The eval set is the product

Models swap. Prompts get rewritten. Harnesses get rebuilt. The eval set is the only artifact that compounds. Most teams treat it like test infrastructure — and pay for it twice.

James Kip

Writes about evaluating AI systems in production. Builder of Bonsai.

Walk into any AI team and ask what their most important asset is. You will hear: the model. Or the prompt. Or, on a self-aware day, the data. You will almost never hear: the eval set. That answer is wrong, and the cost of being wrong about it is the single biggest reason AI products plateau six months after launch.

What actually persists

Look at what survives a year on an AI team. The model you picked? Replaced — usually twice. The prompts? Rewritten when the model changed, then again when product scope shifted. The harness? Rebuilt the moment you outgrew the notebook. The retrieval index? Re-embedded on the new model. Even the team rotates.
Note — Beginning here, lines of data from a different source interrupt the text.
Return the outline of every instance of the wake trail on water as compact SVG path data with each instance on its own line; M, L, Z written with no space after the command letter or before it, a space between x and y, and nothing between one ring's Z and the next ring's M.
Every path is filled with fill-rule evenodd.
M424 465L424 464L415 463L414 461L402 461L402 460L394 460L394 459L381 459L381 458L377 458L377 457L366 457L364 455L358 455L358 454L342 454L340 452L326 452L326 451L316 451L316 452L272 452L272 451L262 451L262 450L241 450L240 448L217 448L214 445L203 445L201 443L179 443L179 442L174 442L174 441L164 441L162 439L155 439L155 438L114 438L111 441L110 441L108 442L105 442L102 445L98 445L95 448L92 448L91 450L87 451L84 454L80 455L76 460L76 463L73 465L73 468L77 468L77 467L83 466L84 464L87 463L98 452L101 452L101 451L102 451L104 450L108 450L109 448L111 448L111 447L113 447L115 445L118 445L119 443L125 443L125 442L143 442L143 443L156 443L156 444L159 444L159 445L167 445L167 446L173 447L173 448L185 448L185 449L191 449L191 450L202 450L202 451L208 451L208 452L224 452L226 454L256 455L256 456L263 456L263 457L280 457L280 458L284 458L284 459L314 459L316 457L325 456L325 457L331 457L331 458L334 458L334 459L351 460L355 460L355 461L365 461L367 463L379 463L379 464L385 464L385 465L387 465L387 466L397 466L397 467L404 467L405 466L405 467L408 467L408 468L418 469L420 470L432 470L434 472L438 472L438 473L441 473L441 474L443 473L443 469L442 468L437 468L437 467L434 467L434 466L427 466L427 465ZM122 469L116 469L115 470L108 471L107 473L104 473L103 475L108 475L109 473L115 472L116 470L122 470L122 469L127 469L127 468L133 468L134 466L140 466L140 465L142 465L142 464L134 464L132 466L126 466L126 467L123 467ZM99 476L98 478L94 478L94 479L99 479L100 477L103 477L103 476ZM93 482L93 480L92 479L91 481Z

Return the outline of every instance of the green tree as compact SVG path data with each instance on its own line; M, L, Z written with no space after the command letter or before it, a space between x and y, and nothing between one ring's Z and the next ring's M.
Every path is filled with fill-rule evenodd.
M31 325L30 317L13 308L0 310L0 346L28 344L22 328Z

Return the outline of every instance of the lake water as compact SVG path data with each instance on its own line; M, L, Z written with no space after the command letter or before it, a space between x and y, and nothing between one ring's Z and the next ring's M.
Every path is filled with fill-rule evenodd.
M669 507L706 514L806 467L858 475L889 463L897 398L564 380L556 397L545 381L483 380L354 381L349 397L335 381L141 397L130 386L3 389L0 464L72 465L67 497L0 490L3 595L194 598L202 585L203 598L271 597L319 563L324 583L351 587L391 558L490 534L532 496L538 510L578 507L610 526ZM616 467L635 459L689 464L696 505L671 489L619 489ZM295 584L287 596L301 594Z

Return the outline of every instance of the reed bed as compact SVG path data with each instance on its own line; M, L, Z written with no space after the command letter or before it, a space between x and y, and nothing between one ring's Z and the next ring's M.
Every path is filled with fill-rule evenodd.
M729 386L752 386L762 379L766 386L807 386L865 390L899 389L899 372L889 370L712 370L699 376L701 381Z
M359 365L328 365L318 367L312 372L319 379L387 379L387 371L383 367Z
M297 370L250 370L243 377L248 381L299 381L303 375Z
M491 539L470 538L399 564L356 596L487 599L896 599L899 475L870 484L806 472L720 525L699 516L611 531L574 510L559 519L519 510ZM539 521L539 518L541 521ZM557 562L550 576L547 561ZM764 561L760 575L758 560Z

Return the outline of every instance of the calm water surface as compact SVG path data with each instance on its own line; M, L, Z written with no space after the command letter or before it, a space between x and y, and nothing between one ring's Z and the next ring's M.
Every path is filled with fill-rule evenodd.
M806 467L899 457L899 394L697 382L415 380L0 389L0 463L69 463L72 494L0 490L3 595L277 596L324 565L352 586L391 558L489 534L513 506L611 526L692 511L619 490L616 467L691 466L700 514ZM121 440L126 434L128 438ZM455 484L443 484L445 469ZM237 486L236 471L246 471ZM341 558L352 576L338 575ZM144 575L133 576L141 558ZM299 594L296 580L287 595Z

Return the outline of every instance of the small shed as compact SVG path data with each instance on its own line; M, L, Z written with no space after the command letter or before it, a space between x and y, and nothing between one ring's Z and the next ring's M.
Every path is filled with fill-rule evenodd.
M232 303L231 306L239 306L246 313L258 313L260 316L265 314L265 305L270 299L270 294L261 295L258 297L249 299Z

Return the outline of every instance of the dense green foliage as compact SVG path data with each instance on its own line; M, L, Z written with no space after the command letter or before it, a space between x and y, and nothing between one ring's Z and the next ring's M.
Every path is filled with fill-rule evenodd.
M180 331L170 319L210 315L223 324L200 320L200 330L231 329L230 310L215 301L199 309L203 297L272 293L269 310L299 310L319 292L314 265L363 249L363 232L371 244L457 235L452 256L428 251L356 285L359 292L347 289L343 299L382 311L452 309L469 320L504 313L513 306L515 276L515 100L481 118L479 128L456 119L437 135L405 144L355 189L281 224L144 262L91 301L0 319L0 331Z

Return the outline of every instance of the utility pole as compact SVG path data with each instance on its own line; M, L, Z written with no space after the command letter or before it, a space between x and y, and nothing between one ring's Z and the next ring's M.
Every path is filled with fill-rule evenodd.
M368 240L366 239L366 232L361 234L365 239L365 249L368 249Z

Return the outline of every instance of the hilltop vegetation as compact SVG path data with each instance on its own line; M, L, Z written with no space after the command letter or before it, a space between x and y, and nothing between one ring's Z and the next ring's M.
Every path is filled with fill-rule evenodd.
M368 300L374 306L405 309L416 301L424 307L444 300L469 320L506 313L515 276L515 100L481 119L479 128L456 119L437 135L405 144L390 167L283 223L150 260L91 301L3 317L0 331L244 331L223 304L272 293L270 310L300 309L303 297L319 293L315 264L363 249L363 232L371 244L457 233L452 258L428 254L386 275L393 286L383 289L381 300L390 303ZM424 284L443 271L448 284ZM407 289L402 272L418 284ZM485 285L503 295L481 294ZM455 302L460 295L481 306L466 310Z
The eval set is the only artifact that survives all of that. It encodes the question your product is actually trying to answer: what does good look like, in our domain, for our users, on the cases that matter. Everything else is implementation.

This is the inversion most teams miss. The model is the cheap, swappable layer. The eval set is the expensive, irreplaceable one. We have it backwards in our heads because the model is what we pay for and the eval set is what we build. Cost is not the same as value.

The eval set predicts the next model

The clearest test of whether a team treats evals as product or as infrastructure: how long does it take you to evaluate a new frontier model on your domain?

For a team that treats the eval set as the product, the answer is a Tuesday afternoon. They have stable scoring, calibrated judges, a dataset that reflects their real workload, and a baseline they trust. New model lands? Run it through, read the deltas, decide.

For a team that treats evals as infrastructure, the answer is a quarter. They have to remember which prompts worked, hand-run a few examples, argue about whether vibes-based regressions count, and eventually ship the new model because the CEO read a tweet about it. They are not evaluating models. They are betting on them.

The difference is not engineering talent. It is whether the team treats the eval set as a thing they own and improve, or a thing that sometimes gets touched.

Three signs you've inverted it

1) Your eval set is shorter than your prompt. This is more common than you would think. Teams will iterate on a 2,000-token prompt for weeks while their 'eval suite' is twelve hand-picked examples a PM wrote in a Google Doc.

2) You can't tell me which cases regressed. When a number moves, can you point to the specific examples that flipped? If the answer is 'we'll have to look,' you are flying on aggregate metrics — which is fine for dashboards and useless for shipping decisions.

3) Triage doesn't feed back. Production failures get a Slack thread, maybe a postmortem. They do not get added to the eval set as permanent regression cases. The eval set is frozen in time at whatever vibe the team had when they wrote it, while the product moves on.

What changes when you flip it

When the eval set is the product, the priorities reshuffle. You spend engineering cycles on it the way you spend them on user-facing features. You staff it. You version it. You write deprecation notices when you remove cases. You argue about coverage the way other teams argue about test coverage — because that is what it is.

The payoff: every model release becomes free leverage. Every prompt rewrite becomes a measurable, defensible decision. Every regression caught is a permanent inoculation. The team's velocity stops being bottlenecked by 'does this feel better?' meetings, because the eval set answers that question in minutes instead of weeks.

This is not a tooling argument. You can do it with a CSV and a script. It is a seriousness argument. You either treat the artifact that compounds as the most important thing you own, or you do not.

How to start, on a Monday

Pick the last ten production incidents where the AI behaved badly. Add them to your eval set as named cases, with the expected behavior written down. That is your starting kernel.

Now set a rule: no AI feature ships without adding at least three new cases to the eval set. Most teams refuse to do this because it slows them down. That is the point. You are not slowing down shipping; you are slowing down forgetting. The team that remembers more wins more.

In six months, the eval set will be the artifact people fight to maintain access to. In a year, it will be the thing recruiters mention when a senior IC interviews. In two years, it will be the moat.

The model is rented. The prompts are temporary. The eval set is the only thing your team is actually building. Treat it that way.